There are hospital indoor air quality programs to improve air quality during hospital construction and operation. Air quality during construction of a hospital comes from both the air itself and the materials used to build the hospital. The indoor air quality at a hospital comes from germs introduced, chemicals used for cleaning, and off gassing of materials used to build the hospital. Concern for any commercial building’s indoor air quality should be heeded, but especially hospitals where people need all the help they can get to be or get well. With proper ventilation, filtration, and purification, indoor air quality at hospitals can be good.

Fresh air in hospitals is more important than in any other commercial building because the people residing there are already sick, and fresh air will help them — or at least not hurt them further. There are several things hospitals can do to improve their air quality, starting with implementing a program to improve and maintain good air quality.

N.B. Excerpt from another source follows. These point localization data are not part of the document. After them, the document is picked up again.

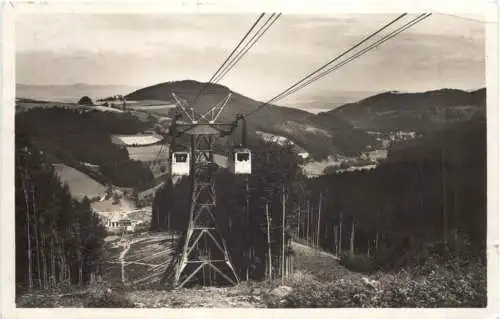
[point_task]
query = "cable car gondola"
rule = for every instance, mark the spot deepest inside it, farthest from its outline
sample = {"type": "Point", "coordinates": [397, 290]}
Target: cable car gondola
{"type": "Point", "coordinates": [240, 161]}
{"type": "Point", "coordinates": [180, 163]}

The hospital indoor air quality program is comprised of several things for several reasons:

  • to help prevent the spread of infectious germs
  • to keep outside pollutants out of the hospital environment
  • There are many steps to such programs. The most important step is to continuously monitor and respond to the quality of the air inside the hospital. Each room virtually needs proper air filtration. You want clean air coming in and no filter air going out. This is no small task.
    On of the most common problems with air inside a hospital happens during construction. For example, building materials that get wet often can end up causing mold growth inside walls and floors. Once complete, if it wasn’t noticed and taken care of at the time, it spreads throughout the hospital through the ventilation system, if it’s not filtered. Mold can form inside without having been introduced during construction too, so monitoring for mold is important. The amount of moisture in the air is one key factor in controlling mold; the more humid the air, the more potential for mold.
    The hospital indoor air quality program uses a series of methods to improve air quality. Ventilation is extremely important. It is used to keep air circulating. It is good to know one formula to help keep patients and employees alike healthy; “bad indoor air quality + time spend indoors = dis-ease and illness” — and that’s not good for anyone. Outside air needs to be brought in to keep patients and employees from breathing stale air.
    Besides ventilation, hospital air quality also needs to filter the air moving through the building. For example, in surgery, the air quality needs to be at its highest to avoid infections. Also, if the hospital is in the inner city, chances are the air quality outdoors is quite bad as well. Sick patients carry germs (viruses and bacteria), and that needs to be filtered to keep them from passing on to others. Filtration can work to keep the air in the building cleaner.
    Improving indoor air quality, hospital or not, is something that every commercial facility needs to do. Commercial building indoor air quality needs to be continuously monitored to insure its quality. It also needs to be filtered so anyone who breathes it is safe.
    There are many governing bodies insuring that the air standards that are set forth in the laws of the federal, state and local governments get carried out. OSHA (Occupational Safety and Health Administration) sets many of the regulations that commercial institutions need to keep in mind. The EPA (Environmental Protection Agency) conducts studies to analyze the safe levels of air quality problems.
    Hospital or not, air quality is an issue that needs to be addressed by each individual out there. The quality of air breathed is essential to your health. Measurement tools as well as air filtration and/or purification systems can help to improve the quality of air and therefore improve the health of many people, or at least not make anyone’s health worse.